Since I don't think I can predict future values of Dow Jones, I slightly modified the definition of PEGG for our simulation purposes. Specifically, rule (a) in the definition is replaced with the following:

(a) We take the (days passed since 2017-05-08)-th integer in the result from the Random Integer Generator by random.org, where the minimum value is 1, the maximum value is 10, and the pregenerated randomization from 2017-05-08 is used (you'll need to switch to Advanced Mode to set this). Call it n.

The first 100 integers produced using the generator are:

10	2	8	8	3
2	9	4	9	5
7	3	8	4	4
8	5	9	3	9
8	2	8	7	2
5	5	4	2	8
2	4	6	4	5
3	4	3	1	5
2	3	5	10	3
7	10	1	8	1
8	3	2	4	2
3	2	10	9	1
7	2	10	2	6
6	6	1	6	6
5	10	5	1	4
8	10	3	2	8
4	2	3	6	3
9	5	7	4	6
6	1	1	6	2
10	6	9	3	9

(The numbers are read from left-to-right, then downwards.)

Using these values, I simulated what happens in the first 100 days in this modified definition of PEGG.

At the beginning, Y = "E", Z = 0.01, and K = 1000. The simulation starts as follows (See this post for the defintion of Letter Notation):

Date Days passed n X Letter Notation PEGG
2017-05-08 0 - 0 E0 1
2017-05-09 1 10 1 E1 10
2017-05-10 2 2 1.04 E1.04 10
2017-05-11 3 8 1.68 E1.68 47
2017-05-12 4 8 2.32 E2.32 208
2017-05-13 5 3 2.41 E2.41 257
2017-05-14 6 2 2.45 E2.45 281
2017-05-15 7 9 3.26 E3.26 1,819
2017-05-16 8 4 3.42 E3.42 2,630
2017-05-17 9 9 4.23 E4.23 16,982
2017-05-18 10 5 4.48 E4.48 30,199
2017-05-19 11 7 4.97 E4.97 93,325
2017-05-20 12 3 5.06 E5.06 114,815
2017-05-21 13 8 5.7 E5.7 501,187
2017-05-22 14 4 5.86 E5.86 724,435
2017-05-23 15 4 6.02 E6.02 1,047,128
2017-05-24 16 8 6.66 E6.66 4,570,881
2017-05-25 17 5 6.91 E6.91 8,128,305
2017-05-26 18 9 7.72 E7.72 52,480,746
2017-05-27 19 3 7.81 E7.81 64,565,422
2017-05-28 20 9 8.62 E8.62 416,869,383
2017-05-29 21 8 9.26 E9.26 1,819,700,858
2017-05-30 22 2 9.3 E9.3 1,995,262,314
2017-05-31 23 8 9.94 E9.94 8,709,635,899
2017-06-01 24 7 10.43 E10.43 26,915,348,039

At this point, we should switch to the letter F, and need to find a value m such that Fm = E10.43. Since rule (e-3) only requires us to reach a certain digits of precision after decimal point (currently 3 digits), we can use, say, binary search to determine the value.

Some calculations later, I found:

  • F2.007 = EE(10^0.007) = EE1.0162... = E10.3812...
  • F2.008 = EE(10^0.008) = EE1.0185... = E10.4373...

Therefore F2.007 < E10.43 < F2.008. So the new value for X is 2.007.

(Edit: Actually, you don't need binary search.
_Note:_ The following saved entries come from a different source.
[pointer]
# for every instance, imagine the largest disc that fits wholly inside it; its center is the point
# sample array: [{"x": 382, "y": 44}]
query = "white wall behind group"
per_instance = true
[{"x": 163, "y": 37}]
Just reverse the calculation: E10.43 = EE(log(10.43)) = EE1.01828... = F(2+log(1.01828...)) = F2.00786...)

The values are updated to Y = "F", Z = 0.007, and K = 10000, and the simulation continues:

(In the table below, (10↑)A B means 10↑10↑...10↑B with A repetitions of "10↑")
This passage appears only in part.